= Patrick Guerrand-Hermès =

French-Moroccan sports businessman and billionaire (1932–2024)

Patrick Guerrand-Hermès (25 September 1932 – 13 August 2024) was a French-Moroccan sports businessman and billionaire. He is noted for his involvement with Morocco and redevelopment there, most notably the redevelopment of the Aïn Kassimou in Marrakesh in the 1980s, a villa built for Leo Tolstoy's daughter, Olga.
For those achievements in Morocco, he was granted the Moroccan citizenship by king Mohammed VI on 25 April 2019.
He was also an art collector, and in 2001 Forbes ranked him as the 387th richest man in the world, with an estimated net worth of $1.3 billion.

==Background==
Guerrand-Hermès was born on 25 September 1932 in Paris in France. Guerrand-Hermès graduated from Oxford University. His great- great-grandfather, Thierry Hermès, who was French, was founder of the luxury goods firm of Hermès. his father was a sailor, Guerrand-Hermès traveled the world during his childhood.

Guerrand-Hermès died on 13 August 2024, at the age of 91.

==Career==
Guerrand-Hermès first went to Morocco in 1954 as a cavalryman and was stationed at Marrakesh. Thirty years later, in 1984, he bought Aïn Kassimou as a surprise for his wife Martine and their two sons, Olaf and Mathias.

As a director of Hermès, he developed the firm's silk business. As of 2012 he was retired and spent nine months a year in Morocco pursuing other business interests. He spent the remaining three months in Vineuil-Saint-Firmin, promoting polo at the Chantilly Polo Club. His interest in the sport prompted him to become deeply involved in the development of the polo grounds at Château de Chantilly in the early 1970s. Château de Chantilly held the first thoroughbred horse race on its grounds when Louis XVI was king. The first polo ground in the region was established by the Rothschild family in one of the three farms that belonged to the château in 1920. Fifty years later Guerrand-Hermès and a few of his associates converted the field into a club.
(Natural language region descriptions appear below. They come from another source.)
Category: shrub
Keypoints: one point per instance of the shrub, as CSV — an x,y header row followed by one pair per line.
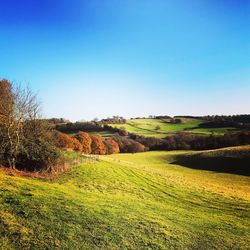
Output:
x,y
97,145
85,141
112,146
62,140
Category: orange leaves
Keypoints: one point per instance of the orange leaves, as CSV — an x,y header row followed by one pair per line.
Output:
x,y
97,145
85,140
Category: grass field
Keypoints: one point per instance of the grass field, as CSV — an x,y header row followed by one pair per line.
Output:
x,y
127,201
147,127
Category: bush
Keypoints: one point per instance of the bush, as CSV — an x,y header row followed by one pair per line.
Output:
x,y
97,145
112,146
85,141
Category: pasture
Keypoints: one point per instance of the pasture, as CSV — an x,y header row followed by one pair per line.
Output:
x,y
148,127
126,201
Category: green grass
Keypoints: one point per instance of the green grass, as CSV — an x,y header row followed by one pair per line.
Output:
x,y
104,134
147,127
126,201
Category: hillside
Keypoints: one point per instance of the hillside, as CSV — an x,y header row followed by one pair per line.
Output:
x,y
147,127
229,160
126,201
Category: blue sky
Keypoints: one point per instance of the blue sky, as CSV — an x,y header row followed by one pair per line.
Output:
x,y
101,58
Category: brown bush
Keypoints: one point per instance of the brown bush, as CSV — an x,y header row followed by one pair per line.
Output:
x,y
62,140
112,146
76,145
85,141
97,145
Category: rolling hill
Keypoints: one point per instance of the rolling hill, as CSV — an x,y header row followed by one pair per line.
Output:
x,y
162,127
126,201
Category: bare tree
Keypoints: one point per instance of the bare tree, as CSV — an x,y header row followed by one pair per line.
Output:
x,y
18,106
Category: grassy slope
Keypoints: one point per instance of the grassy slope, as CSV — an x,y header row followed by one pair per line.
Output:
x,y
147,127
126,201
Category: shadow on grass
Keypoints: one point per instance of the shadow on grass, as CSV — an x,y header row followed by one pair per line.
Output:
x,y
232,165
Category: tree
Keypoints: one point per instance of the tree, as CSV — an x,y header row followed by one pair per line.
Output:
x,y
157,127
85,141
6,100
97,145
112,146
23,134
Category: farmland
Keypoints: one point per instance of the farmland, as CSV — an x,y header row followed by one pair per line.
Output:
x,y
160,128
127,201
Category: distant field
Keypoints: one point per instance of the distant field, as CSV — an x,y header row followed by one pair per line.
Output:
x,y
147,127
127,201
102,133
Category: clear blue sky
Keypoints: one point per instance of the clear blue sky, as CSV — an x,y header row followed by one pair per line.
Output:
x,y
133,58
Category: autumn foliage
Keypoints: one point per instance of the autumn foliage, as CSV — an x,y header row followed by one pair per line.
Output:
x,y
97,146
62,140
112,146
85,140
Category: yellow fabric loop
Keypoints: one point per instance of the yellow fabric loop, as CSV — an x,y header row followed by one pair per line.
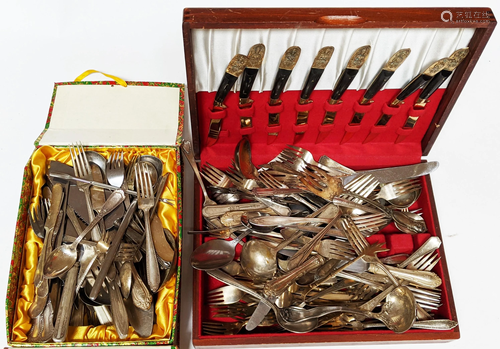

It now has ten polo grounds, two of which are suitable for use year-round. The club has about 250 players who participate in many tournaments and some 3,500 horses in training.

The polo team sponsored by Guerrand-Hermès is known as La Palmeraie. He has been president of the Federation of International Polo and was chiefly responsible for organizing the 2004 World Polo Championship at the Domaine de Chantilly Polo club. The perpetual trophy was presented to La Palmeraie by Patrick Guerrand-Hermès, in memory of his son Lionel, a rider who died in 1981 at the age of 18. In honor of Lionel, Patrick established the Lionel Guerrand-Hermès Trophy with the United States Equestrian Team Foundation. His second son Mathias was also a member of the North American squad, who died of a heart attack at the age of 38 in Paris on 28 April 2010.

Guerrand-Hermès also had an interest in the arts and culture of Morocco where he lived for over 50 years, along with oriental arts and horses. He bought the estate, called the Ain el Quassimou or Aïn Kassimou, a villa in Marrakesh, in the 1980s. This estate was re-developed and is now part of the Palmeraie Polo Club. It is used now for events to support charities and foundations throughout Morocco.